Will and Otter Brother spent the next two hours searching the river, scanning every pool and eddy, every riffle and run, but each time Will convinced himself that he’d found the trout of his dreams, the trout of a lifetime, Otter Brother asked if he was sure. And Will, as much as he wanted to say yes, had to admit that he wasn’t.

It was getting late when they walked around a bend in the river and saw another half dozen monster trout rising for Otter Brother’s “tuekkessan.” Then it hit Will like a ton of bricks.

He looked the old man straight in the eye and said, “I’m dead, right?”

Otter Brother simply raised an eyebrow, so Will kept on.

“I mean, this has got to be Heaven. How else can you explain all these huge fish, and the incredible beauty that’s all around me, and the fact that ...”

“Hookeyah,” Otter Brother interrupted, “there’s only one way to find out. In the realms of the spirit world, everything tastes wonderful. Hell, moose shit tastes like really good dark chocolate with just a hint of huckleberry.”

The old man looked down at the ground, then took a few steps and picked up a lone, dried-out moose turd. To Will’s inexperienced eyes, it looked like a rabbit pellet, but it was fifty times bigger than your typical bunny scat.

Otter Brother lowered his voice to the point that he could barely be heard. “All the great truths of the universe are contained in this sacred vessel, Will Jones.

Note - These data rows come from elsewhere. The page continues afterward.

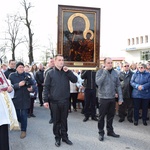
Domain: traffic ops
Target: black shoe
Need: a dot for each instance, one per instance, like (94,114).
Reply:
(121,120)
(113,134)
(32,115)
(51,121)
(135,123)
(144,123)
(67,141)
(94,118)
(57,143)
(101,137)
(85,119)
(130,120)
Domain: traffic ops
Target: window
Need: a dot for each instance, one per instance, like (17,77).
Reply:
(146,38)
(137,40)
(141,39)
(128,41)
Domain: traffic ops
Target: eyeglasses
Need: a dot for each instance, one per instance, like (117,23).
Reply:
(126,66)
(141,67)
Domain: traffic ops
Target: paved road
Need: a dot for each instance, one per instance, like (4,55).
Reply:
(84,135)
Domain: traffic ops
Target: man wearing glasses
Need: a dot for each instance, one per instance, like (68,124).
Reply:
(127,105)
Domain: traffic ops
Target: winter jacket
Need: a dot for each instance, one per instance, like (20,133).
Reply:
(108,84)
(21,98)
(57,86)
(125,83)
(89,79)
(141,78)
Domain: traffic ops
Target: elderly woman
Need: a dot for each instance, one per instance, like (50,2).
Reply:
(140,82)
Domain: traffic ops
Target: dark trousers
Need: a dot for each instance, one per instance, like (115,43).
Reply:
(140,103)
(126,108)
(30,110)
(90,103)
(60,115)
(22,118)
(4,137)
(73,97)
(106,108)
(40,90)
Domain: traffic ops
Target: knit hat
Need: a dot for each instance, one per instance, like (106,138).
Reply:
(18,64)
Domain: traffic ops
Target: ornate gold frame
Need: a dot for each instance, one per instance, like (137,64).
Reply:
(79,36)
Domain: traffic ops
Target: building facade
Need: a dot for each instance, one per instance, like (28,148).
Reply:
(138,49)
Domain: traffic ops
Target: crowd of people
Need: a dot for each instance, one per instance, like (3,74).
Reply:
(123,90)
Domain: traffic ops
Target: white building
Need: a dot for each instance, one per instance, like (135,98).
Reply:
(138,49)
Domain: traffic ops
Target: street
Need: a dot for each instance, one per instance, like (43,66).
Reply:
(84,135)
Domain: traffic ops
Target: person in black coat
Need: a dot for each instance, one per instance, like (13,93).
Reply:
(127,106)
(11,68)
(22,84)
(90,94)
(57,90)
(39,76)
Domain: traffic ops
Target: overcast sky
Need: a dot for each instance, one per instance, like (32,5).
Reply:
(120,19)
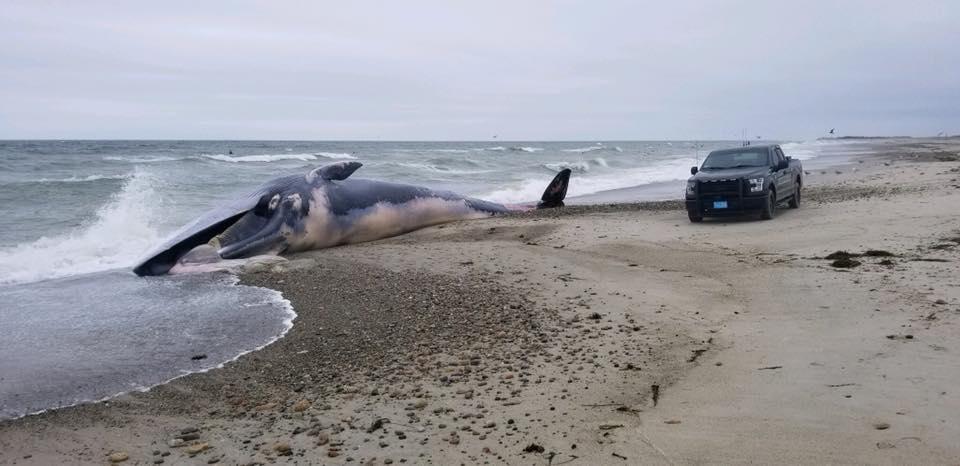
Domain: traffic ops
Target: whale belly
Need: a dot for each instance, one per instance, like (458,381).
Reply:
(323,228)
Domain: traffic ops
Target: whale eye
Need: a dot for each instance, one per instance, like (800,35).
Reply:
(266,205)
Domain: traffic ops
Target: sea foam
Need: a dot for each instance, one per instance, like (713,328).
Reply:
(120,232)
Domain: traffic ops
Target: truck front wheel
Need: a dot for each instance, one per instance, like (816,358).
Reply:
(770,207)
(795,200)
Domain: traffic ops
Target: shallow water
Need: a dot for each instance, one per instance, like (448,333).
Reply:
(88,337)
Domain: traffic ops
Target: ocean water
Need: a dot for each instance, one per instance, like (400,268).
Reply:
(76,215)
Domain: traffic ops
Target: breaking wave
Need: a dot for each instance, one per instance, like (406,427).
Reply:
(81,179)
(142,159)
(582,166)
(120,232)
(275,157)
(595,148)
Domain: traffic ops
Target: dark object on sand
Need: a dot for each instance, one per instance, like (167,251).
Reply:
(743,180)
(840,255)
(376,425)
(845,263)
(533,448)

Will you remove the blinders from your eyes and sup from the table of the Elder Gods, or will you continue to walk a path of darkness and ignorance? The choice is yours.”

Will looked at Otter Brother standing there with the desiccated moose shit held lightly in his gnarled old hand, and said, “I’m not really dead, am I?”

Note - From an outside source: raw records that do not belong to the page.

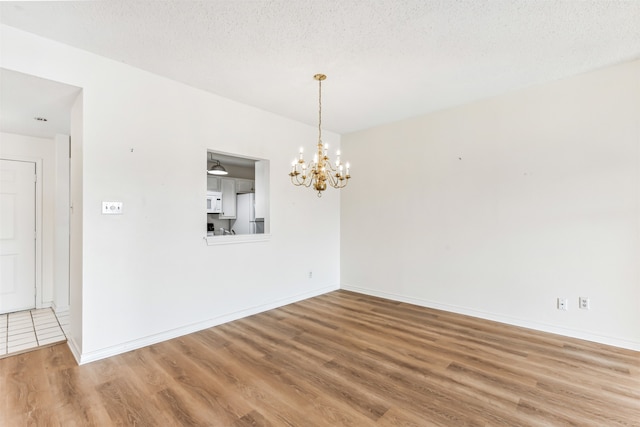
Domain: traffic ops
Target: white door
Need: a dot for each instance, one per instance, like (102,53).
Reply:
(17,235)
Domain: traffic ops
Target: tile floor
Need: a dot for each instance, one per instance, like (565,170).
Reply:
(27,330)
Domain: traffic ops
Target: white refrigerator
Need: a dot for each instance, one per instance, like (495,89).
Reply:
(245,222)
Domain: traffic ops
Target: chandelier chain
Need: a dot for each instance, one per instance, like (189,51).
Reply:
(320,172)
(319,111)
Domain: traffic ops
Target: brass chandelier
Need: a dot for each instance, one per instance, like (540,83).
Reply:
(320,171)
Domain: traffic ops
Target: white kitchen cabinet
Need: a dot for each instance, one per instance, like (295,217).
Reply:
(228,188)
(213,183)
(244,186)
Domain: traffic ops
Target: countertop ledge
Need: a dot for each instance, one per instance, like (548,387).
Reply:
(237,238)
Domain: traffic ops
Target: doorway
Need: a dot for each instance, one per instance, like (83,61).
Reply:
(17,235)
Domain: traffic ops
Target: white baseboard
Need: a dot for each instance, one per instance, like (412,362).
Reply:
(83,358)
(61,309)
(543,327)
(73,346)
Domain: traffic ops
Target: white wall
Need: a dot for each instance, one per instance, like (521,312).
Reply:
(148,274)
(497,208)
(61,226)
(43,150)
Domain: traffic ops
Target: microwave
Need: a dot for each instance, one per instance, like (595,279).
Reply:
(214,202)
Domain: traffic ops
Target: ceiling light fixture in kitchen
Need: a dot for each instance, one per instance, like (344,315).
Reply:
(217,168)
(320,171)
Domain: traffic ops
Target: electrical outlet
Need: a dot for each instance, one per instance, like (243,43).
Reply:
(584,303)
(111,208)
(563,304)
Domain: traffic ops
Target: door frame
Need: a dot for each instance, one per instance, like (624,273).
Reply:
(38,272)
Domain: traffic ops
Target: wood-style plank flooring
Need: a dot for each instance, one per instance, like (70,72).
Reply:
(340,359)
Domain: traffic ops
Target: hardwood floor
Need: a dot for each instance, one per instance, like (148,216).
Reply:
(337,359)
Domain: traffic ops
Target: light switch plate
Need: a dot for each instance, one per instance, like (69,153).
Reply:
(112,208)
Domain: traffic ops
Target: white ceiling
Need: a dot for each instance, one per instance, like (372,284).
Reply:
(386,60)
(24,98)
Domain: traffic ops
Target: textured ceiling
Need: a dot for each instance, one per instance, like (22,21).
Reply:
(385,59)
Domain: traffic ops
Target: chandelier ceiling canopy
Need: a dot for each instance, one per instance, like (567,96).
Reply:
(319,172)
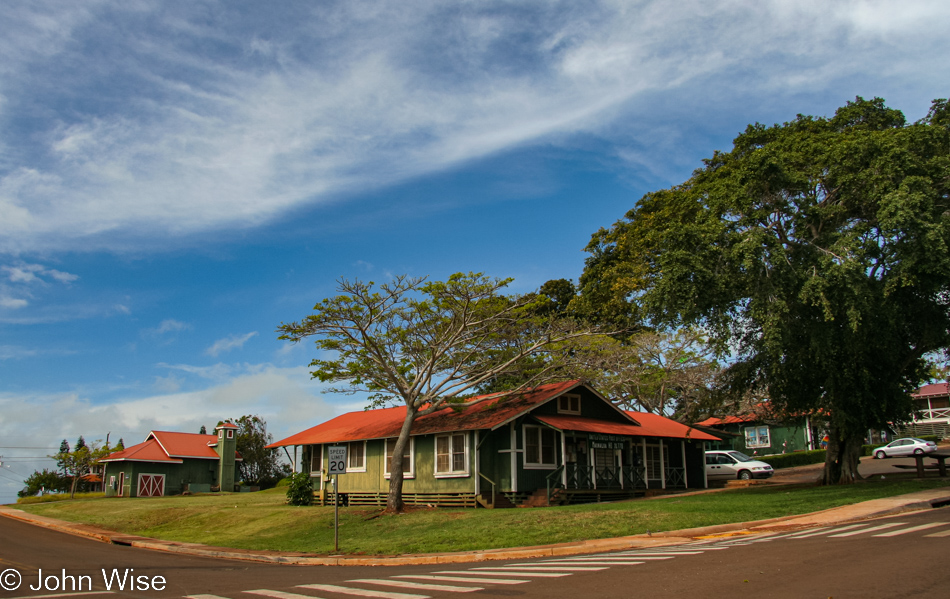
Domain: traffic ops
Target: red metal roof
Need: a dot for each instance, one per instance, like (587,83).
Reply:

“No.” The old man chuckled. “But you might have died if you’d tried to swallow this dried-out moose crap. Let’s go find your fish.”

A few minutes later they found Will’s trout; a rainbow so big that it couldn’t possibly sustain itself on insects, even insects as big as Green Drakes. Yet it was eating Otter Brother’s “tuekkessan” like they were candy.

It took Will a couple dozen casts - his hands were shaking and his stomach felt like he’d gone ahead and scarfed down the moose pellet - but the fish finally rose to his fly. When it did, he set the hook and almost involuntarily said, “Oh, shit!”

On its first run, Will’s reel started to smoke. On its second, his rod snapped. On its third, as Otter Brother offered sage advice on how to hand-line a trout the size of a King Salmon, the 3x tippet parted with a sound like a pistol shot. The whole tenuous connection had lasted maybe a minute or two, and Will, who fancied himself a pretty fair angler, was left with the distinctively unpleasant feeling that the mother of all rainbows had been toying with him. It didn’t exactly help matters when Otter Brother asked him if he’d ever fly fished before.

Later that same night, Will found himself back in Blacktooth’s lone bar, watching Otter Brother walk out the door, not to mention out of his life. The old Indian’s final words still echoed in his ears.

“Hookeyah, you’re all right - at least for a white man. But you really do need to work on your fishing skills. Maybe if you didn’t wear those sissy-boy waterproof pants, the Great Spirit would smile down on you and let you land a good fish every now and then.” He’d chuckled to himself, and then continued. “Or maybe not. You can never tell with the Great Spirit. He has quite a sense of humor.” Then he walked away, leaving Will to contemplate the eternal mysteries of human existence.

It was only a few minutes later - Will was still enjoying his first cold Kokanee - when an elderly Native woman stepped into the barroom. She was plump and brown and wrinkled like an ancient walnut shell, and although her younger days were clearly behind her, she moved with a certain amount of grace, as if she’d been a dancer in her youth. In retrospect, Will decided that he really shouldn’t have been surprised when she walked right up to him and asked him a question he’d heard once before.

“Grandson, are you the hookeyah looking to get over Earth-Mother’s breasts and into the upper Blacktooth?”

Will took just a minute to look into her eyes, which held quite a mischievous twinkle, and then he reached into his pocket for his wallet.

“Yes, grandmother.” he answered. “That would be me.”